CULTURA

Beto Magnani: "A capivara"

Beto Magnani:

Publicado em: 15 de fevereiro de 2021 às 00:38
Atualizado em: 29 de março de 2021 às 07:32

HISTÓRIAS DO MAGÚ

A capivara

Beto Magnani *

Da Equipe de Colaboradores

— Você viu o que aconteceu com a Dona Filomena?

— Não. O que houve?

— Caiu numa armadilha!

— Golpe de banco?

— Não. De Capivara mesmo.

— Como assim?

— Foi levar a neta na beira do rio e pisou na armadilha de Capivara.

— Mas pode caçar Capivara? Não é proibido?

— É. Mas o pessoal caça por aí.

— Coitada das Capivaras.

— A Dona Filomena ficou mais de duas horas pendurada de ponta cabeça.

— A carne é boa mesmo?

— A neta dela não conseguiu soltar.

— Nunca comi.

— Voltou sozinha para pedir ajuda pro Avô.

— Nunca nem tive vontade de experimentar.

— O avô estava jogando baralho no bar do seu João.

— Conheço muita gente que gosta.

— Fez ela esperar acabar o jogo para ouvir o que ela queria.

— Sei que tem de monte por aí.

— Ela contou o que aconteceu, mas ele não acreditou.

— Dizem que é o bicho mais tranquilo que existe. Sempre de boa.

— Os parceiros do jogo é que convenceram o velho a ir ver o que teria acontecido.

— Na verdade eu nunca vi uma Capivara de perto. Elas se escondem.

— Chegaram na beira do rio já era noite. A velha estava ainda pendurada de ponta cabeça.

— Tem lugar que é permitido caçar porque tem Capivara demais. A caça equilibra o meio ambiente. É o que dizem.

— Eles tiraram a velha de lá e destruíram a armadilha.
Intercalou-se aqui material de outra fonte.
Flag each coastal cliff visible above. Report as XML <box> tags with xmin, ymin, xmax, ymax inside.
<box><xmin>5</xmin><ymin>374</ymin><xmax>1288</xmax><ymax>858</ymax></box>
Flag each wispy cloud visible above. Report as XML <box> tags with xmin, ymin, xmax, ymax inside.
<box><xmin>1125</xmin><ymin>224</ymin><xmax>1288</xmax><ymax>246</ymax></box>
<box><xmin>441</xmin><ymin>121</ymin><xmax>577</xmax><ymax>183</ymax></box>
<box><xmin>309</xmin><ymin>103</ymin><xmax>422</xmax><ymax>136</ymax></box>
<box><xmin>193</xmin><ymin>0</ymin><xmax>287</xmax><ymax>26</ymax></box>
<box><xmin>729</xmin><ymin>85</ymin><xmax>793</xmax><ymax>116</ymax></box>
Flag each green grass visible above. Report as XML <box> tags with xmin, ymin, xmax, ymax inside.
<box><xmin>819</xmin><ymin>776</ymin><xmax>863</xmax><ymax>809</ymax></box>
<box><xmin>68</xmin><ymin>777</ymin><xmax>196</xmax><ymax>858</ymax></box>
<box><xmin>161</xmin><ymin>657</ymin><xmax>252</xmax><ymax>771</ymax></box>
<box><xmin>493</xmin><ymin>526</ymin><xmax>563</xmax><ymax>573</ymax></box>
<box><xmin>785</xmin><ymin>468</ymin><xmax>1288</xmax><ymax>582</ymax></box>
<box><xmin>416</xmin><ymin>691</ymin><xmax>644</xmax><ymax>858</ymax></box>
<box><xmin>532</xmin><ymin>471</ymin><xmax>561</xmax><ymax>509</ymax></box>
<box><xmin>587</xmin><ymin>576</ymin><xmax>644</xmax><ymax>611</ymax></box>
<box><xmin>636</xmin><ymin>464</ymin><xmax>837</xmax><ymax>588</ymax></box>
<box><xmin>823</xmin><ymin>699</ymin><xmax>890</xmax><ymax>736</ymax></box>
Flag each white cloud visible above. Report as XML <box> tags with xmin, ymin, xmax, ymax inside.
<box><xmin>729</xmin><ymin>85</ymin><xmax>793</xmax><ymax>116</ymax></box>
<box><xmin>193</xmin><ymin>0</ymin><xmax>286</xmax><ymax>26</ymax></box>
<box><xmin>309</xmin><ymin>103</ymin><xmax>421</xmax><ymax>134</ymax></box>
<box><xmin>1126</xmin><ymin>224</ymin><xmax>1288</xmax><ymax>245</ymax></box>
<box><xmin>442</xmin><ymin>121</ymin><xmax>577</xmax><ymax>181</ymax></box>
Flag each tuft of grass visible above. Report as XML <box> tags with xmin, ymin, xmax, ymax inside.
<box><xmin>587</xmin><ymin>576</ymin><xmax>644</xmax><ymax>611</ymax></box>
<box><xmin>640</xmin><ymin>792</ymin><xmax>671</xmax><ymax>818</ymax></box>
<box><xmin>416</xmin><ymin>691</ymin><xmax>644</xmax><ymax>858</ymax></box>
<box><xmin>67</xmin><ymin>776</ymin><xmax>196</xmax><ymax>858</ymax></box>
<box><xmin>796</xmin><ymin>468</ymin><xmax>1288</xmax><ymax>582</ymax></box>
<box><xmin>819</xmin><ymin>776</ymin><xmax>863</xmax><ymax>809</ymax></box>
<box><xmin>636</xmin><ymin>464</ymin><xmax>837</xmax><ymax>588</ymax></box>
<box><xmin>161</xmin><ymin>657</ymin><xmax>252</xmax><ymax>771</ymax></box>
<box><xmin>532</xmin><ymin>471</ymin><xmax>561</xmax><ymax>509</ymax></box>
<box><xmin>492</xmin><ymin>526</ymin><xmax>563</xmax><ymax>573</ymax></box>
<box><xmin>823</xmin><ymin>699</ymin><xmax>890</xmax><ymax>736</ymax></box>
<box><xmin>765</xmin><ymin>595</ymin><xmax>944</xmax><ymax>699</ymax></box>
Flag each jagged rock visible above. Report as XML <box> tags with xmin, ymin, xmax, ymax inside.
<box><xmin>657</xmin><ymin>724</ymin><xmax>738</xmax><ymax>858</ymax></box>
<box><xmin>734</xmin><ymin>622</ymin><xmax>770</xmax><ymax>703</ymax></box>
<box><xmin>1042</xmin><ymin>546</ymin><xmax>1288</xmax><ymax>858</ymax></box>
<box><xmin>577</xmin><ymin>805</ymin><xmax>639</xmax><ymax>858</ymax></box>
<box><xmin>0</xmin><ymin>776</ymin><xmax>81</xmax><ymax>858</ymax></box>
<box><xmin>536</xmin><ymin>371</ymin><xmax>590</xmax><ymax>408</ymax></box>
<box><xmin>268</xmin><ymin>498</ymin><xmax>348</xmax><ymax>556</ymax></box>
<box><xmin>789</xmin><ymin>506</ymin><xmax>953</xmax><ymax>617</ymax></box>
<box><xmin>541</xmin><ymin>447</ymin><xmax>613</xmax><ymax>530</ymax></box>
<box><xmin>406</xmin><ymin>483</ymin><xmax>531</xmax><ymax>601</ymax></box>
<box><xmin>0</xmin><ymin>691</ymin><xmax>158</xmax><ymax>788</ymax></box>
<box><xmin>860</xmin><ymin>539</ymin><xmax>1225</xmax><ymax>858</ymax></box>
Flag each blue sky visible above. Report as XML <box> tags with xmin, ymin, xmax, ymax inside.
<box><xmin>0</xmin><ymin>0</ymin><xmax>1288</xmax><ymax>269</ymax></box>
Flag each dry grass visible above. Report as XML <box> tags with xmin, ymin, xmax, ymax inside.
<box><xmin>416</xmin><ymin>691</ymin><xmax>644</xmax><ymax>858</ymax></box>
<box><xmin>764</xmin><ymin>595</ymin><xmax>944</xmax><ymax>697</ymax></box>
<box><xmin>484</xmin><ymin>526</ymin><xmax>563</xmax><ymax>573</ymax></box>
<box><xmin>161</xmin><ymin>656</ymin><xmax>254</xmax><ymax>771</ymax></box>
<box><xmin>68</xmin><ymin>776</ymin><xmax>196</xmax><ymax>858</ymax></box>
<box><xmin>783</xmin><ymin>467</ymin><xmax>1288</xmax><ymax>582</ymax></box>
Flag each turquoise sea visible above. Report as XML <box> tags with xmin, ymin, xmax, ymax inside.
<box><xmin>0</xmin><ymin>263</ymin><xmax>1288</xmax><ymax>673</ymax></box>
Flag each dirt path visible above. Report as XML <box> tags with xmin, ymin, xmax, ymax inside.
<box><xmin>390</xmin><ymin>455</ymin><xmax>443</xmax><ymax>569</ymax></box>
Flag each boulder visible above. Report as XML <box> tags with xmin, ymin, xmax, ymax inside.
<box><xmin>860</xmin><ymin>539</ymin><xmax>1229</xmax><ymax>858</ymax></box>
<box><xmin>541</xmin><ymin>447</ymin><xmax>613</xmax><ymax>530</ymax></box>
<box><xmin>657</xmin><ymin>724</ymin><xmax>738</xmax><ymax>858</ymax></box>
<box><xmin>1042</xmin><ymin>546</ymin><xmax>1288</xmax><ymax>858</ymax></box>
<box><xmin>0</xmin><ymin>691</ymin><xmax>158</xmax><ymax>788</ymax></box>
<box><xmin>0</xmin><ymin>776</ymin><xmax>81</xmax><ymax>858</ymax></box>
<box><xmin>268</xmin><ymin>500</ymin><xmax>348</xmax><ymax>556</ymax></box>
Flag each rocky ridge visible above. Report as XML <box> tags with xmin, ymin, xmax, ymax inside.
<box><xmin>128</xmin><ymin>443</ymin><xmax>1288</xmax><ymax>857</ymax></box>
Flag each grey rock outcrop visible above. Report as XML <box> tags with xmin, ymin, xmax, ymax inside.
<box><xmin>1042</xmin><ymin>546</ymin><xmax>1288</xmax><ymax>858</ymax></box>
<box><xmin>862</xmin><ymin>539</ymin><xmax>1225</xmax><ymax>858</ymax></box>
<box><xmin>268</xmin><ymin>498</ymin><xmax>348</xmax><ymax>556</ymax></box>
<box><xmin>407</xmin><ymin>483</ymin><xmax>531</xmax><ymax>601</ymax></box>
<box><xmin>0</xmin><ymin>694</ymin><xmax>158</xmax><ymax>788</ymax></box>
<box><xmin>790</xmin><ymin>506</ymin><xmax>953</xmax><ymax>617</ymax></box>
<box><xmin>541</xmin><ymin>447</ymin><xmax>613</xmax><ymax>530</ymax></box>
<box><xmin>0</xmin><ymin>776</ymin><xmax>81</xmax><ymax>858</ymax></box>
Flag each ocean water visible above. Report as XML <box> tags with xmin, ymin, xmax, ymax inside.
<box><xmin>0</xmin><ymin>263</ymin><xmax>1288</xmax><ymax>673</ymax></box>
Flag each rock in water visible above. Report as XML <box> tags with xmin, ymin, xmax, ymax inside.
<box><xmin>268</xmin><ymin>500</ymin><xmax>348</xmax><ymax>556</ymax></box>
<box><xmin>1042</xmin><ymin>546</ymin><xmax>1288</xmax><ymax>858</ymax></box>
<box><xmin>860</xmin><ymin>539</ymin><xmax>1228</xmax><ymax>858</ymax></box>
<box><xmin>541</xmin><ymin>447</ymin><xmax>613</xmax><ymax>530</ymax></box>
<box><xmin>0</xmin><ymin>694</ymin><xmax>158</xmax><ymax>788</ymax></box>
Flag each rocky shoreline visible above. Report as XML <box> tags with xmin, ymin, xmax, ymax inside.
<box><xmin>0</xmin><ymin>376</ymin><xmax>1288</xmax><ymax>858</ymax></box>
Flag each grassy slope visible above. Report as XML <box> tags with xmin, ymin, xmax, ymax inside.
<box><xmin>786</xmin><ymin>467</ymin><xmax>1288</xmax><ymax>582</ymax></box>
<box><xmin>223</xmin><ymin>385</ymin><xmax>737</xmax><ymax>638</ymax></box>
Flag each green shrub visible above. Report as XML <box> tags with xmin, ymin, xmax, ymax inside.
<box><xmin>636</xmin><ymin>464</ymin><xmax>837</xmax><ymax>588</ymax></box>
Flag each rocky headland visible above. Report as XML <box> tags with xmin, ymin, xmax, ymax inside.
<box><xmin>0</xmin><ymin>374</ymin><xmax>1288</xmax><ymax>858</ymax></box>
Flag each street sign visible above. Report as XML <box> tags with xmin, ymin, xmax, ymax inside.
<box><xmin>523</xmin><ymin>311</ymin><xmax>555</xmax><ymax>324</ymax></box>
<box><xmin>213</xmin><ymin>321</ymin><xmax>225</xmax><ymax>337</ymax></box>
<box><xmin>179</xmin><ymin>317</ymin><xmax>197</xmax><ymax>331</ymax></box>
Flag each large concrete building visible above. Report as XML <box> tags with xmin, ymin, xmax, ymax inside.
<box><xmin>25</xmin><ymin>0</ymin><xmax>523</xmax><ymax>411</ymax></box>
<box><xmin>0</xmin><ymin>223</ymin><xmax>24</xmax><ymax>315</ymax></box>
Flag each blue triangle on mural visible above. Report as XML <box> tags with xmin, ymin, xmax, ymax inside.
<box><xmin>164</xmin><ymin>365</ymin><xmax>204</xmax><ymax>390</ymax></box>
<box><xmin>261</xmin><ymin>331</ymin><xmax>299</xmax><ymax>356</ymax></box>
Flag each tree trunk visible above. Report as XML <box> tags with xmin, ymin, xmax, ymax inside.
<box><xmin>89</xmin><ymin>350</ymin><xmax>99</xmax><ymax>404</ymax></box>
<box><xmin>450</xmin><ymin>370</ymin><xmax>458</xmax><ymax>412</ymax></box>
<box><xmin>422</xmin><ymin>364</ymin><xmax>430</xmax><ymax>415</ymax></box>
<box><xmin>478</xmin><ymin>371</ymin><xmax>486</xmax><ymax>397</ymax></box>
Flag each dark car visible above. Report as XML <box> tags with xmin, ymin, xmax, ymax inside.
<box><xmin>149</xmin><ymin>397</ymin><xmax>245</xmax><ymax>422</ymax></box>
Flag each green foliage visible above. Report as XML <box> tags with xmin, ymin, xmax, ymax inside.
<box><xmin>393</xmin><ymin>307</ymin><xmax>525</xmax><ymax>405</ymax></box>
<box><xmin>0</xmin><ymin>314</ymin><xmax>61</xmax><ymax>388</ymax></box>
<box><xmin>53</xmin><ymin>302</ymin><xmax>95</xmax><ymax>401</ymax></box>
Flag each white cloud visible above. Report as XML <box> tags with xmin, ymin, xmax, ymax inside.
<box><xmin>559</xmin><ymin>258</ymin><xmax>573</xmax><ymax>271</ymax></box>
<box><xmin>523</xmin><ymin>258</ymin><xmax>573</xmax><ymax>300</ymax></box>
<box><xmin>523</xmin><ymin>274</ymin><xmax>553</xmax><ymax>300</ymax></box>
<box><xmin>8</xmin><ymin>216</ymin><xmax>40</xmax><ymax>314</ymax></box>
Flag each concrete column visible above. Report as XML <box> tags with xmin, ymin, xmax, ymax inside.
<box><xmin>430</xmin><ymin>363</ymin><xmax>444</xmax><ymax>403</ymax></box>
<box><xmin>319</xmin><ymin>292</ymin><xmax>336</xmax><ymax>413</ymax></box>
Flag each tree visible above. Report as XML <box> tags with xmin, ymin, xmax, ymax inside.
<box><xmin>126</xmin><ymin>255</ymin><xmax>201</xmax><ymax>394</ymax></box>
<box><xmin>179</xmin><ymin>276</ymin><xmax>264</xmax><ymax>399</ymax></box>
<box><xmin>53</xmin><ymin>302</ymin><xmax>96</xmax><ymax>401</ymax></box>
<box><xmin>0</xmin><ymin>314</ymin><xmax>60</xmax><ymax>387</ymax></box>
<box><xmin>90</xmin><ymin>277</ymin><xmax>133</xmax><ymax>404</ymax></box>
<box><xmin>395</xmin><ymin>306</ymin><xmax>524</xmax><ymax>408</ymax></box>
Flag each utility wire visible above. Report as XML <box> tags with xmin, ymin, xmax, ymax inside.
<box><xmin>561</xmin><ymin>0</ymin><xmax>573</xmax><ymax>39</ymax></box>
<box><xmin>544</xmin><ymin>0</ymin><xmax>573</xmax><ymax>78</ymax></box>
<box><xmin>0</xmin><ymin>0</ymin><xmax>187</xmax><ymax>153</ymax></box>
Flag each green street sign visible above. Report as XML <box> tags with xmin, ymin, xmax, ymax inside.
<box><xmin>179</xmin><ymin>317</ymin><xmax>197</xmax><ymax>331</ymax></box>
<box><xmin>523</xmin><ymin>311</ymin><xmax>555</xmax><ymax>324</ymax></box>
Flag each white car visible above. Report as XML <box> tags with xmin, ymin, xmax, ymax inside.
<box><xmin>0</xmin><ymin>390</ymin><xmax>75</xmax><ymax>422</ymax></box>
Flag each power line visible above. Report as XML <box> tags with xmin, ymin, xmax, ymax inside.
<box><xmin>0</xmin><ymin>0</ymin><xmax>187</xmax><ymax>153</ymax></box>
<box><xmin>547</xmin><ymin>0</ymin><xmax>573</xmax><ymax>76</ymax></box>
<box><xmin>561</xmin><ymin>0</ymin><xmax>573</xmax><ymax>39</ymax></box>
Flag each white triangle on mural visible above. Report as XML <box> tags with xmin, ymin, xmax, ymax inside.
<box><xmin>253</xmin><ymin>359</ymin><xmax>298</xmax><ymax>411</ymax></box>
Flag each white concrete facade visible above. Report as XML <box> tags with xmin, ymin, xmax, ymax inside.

— Que bom! Nenhuma Capivara cairá mais.

— A dona Filomena estava bem. A neta foi uma heroína. Buscou ajuda a tempo.

— Na verdade eu até experimentaria um pedaço de carne se tivesse a oportunidade.

— Depois dessa ela nunca mais deixará de prestar atenção nas armadilhas.

— Acho que eu nunca tive um amigo caçador.

— No mato é preciso olhar para o chão sempre.

— Se eu tivesse, acho que já teria experimentado.

— Você não está nem aí para a dona Filomena? Só está pensando na Capivara!

— Eu não sei quem é essa Filomena que você está falando.

— Claro que você conhece a Filomena!

— Nunca vi.

— Filomena é aquela senhora que mora no final da sua rua. É sua vizinha desde que você nasceu.

— As Capivaras também moram por perto desde que nasci e, como eu já disse, eu não conheço.

— Como você não sabe quem é a dona Filomena!?

— Acho que nunca vi. Ela também deve viver escondida.

— Você que não olha para as pessoas!

— Prefiro olhar para o chão. Prestar atenção no caminho.

— Tem que levantar mais a cabeça quando sai de casa. Cumprimentar as pessoas que passam. Ser um pouco mais social vai te fazer bem.

— Estou de boa assim.

— Vai ser Capivara então!

— Se não fosse as armadilhas...

— Armadilha tem em todo lugar.

— Por isso olho para o chão. Presto atenção. O chão é o caminho.

Eu tinha ido buscar um pouco do chá de quebra pedra que nasce entre as raízes de uma arvore enorme perto do rio, quando ouvi a conversa. Não resisti. Sentados nas raízes, contemplavam a paisagem enquanto compartilhavam um cigarro. Não me viram. Fiquei meio escondido. De boa.